IHRAM.CO.ID, JAKARTA – Seruan aksi pemboikotan produk Prancis mulai dikampanyekan di negara-negara Islam. Aksi tersebut merupakan respons atas komentar Presiden Prancis, Emmanuel Macron terhadap Islam. Jika ditarik lagi, ini berawal dari insiden kartun Nabi yang diterbitkan oleh majalah satir Charlie Hebdo. Namun, insiden tersebut bukan satu-satunya hal yang memicu kemarahan Muslim Prancis.
Selain insiden karikatur, ada lagi yang memicu kemarahan Muslim Prancis. Misal, pada 2004 negara melarang penggunaan jilbab di sekolah umum dan untuk pegawai negeri sipil di tempat kerja. Pada 2010 negara mengesahkan undang-undang yang melarang penutup wajah penuh di depan umum.
Menurut umat Islam, itu dipandang sebagai upaya untuk mencegah wanita Muslim mengenakan penutup wajah, niqab, dan lain-lain. Sementara pada 2016, ada larangan burqini di tiga pantai Prancis.
Dilansir Salaam Gateway, Jumat (30/10), baru-baru ini, Presiden Macron pada 2 Oktober berjanji akan memberlakukan undang-undang yang lebih keras untuk menangani apa yang dia sebut separatisme Islam dan mempertahankan nilai-nilai sekuler. Dia mengatakan Muslim Prancis berada dalam bahaya membentuk masyarakat paralel dan menggambarkan Islam sebagai agama dalam krisis.

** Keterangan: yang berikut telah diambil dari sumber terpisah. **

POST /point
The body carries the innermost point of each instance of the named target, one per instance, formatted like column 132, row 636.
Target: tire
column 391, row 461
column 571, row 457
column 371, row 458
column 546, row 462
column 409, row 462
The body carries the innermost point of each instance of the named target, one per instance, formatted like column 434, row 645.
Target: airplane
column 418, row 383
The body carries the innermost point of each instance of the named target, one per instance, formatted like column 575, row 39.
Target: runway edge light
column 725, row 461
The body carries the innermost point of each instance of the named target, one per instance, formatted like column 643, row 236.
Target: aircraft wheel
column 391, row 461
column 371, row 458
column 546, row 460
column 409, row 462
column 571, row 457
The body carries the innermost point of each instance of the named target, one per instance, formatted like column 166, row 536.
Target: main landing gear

“Islam adalah agama yang sedang mengalami krisis di seluruh dunia. Kami tidak hanya melihatnya di negara kami, ini adalah krisis mendalam yang terkait dengan ketegangan antara bentuk-bentuk fundamentalisme, khususnya proyek-proyek keagamaan dan politik yang seperti kami lihat di setiap wilayah di dunia, mengarah pada pengerasan yang sangat kuat, termasuk di negara-negara yang mayoritas penduduknya Islam," kata Macron.
Sejumlah negara Islam turun tangan terkait polemik di Prancis tersebut. Pemerintah Arab Saudi pada 27 Oktober mengatakan pihaknya memperbarui penolakannya atas segala upaya untuk menghubungkan Islam dan terorisme dan kecamannya terhadap kartun Nabi. Meski begitu, pernyataan Arab Saudi tidak mengikutsertakan pemboikotan terhadap produk Prancis.
Sebuah protes di Bangladesh pada 27 Oktober sejauh ini merupakan aksi tatap muka terbesar hingga ribuan orang turun ke jalan. Tagar #boycottfrenchproducts dan #boycottfrance tersebar di berbagai platform media sosial.
Kantor luar negeri Pakistan pada 26 Oktober memanggil duta besar Prancis untuk mengajukan protes keras setelah Perdana Menteri Imran Khan mengecam dorongan Islamofobia Macron.
Prancis menarik duta besarnya untuk Turki pada 25 Oktober setelah Presiden Turki, Recep Tayyip Erdogan mengatakan Macron membutuhkan bantuan mental atas sikapnya terhadap Muslim. Erdogan juga mendukung boikot barang Prancis.
Prancis mengatakan pada Senin, pihaknya tidak merencanakan boikot timbal balik terhadap produk-produk Turki dan akan melanjutkan pembicaraan dan hubungan dengan Turki.
"Sangat terkejut dengan wacana yang tak terduga dari politisi Prancis tertentu, yang dianggap berbahaya bagi hubungan Muslim-Prancis," kata Organisasi Kerja Sama Islam pada 23 Oktober dalam sebuah rilis.
Sekretariat Jenderal OKI mengatakan akan selalu mengutuk praktik penistaan dan penghinaan terhadap Nabi Islam, Kristen, dan Yudaisme. Pengecer Kuwait menarik produk Prancis dari rak mereka. Kepala Persatuan Masyarakat Koperasi Konsumen mengatakan kepada Reuters produk tersebut dihapus sebagai tanggapan atas penghinaan berulang terhadap Nabi.
Sementara di Qatar, supermarket mulai menghapus produk Prancis pada 24 Oktober. Kementerian luar negeri Yordania pada 24 Oktober mengutuk publikasi karikatur yang berkelanjutan dari Nabi dengan dalih kebebasan berekspresi. Pengguna media sosial di negara itu telah mulai kampanye yang menyerukan boikot produk Prancis.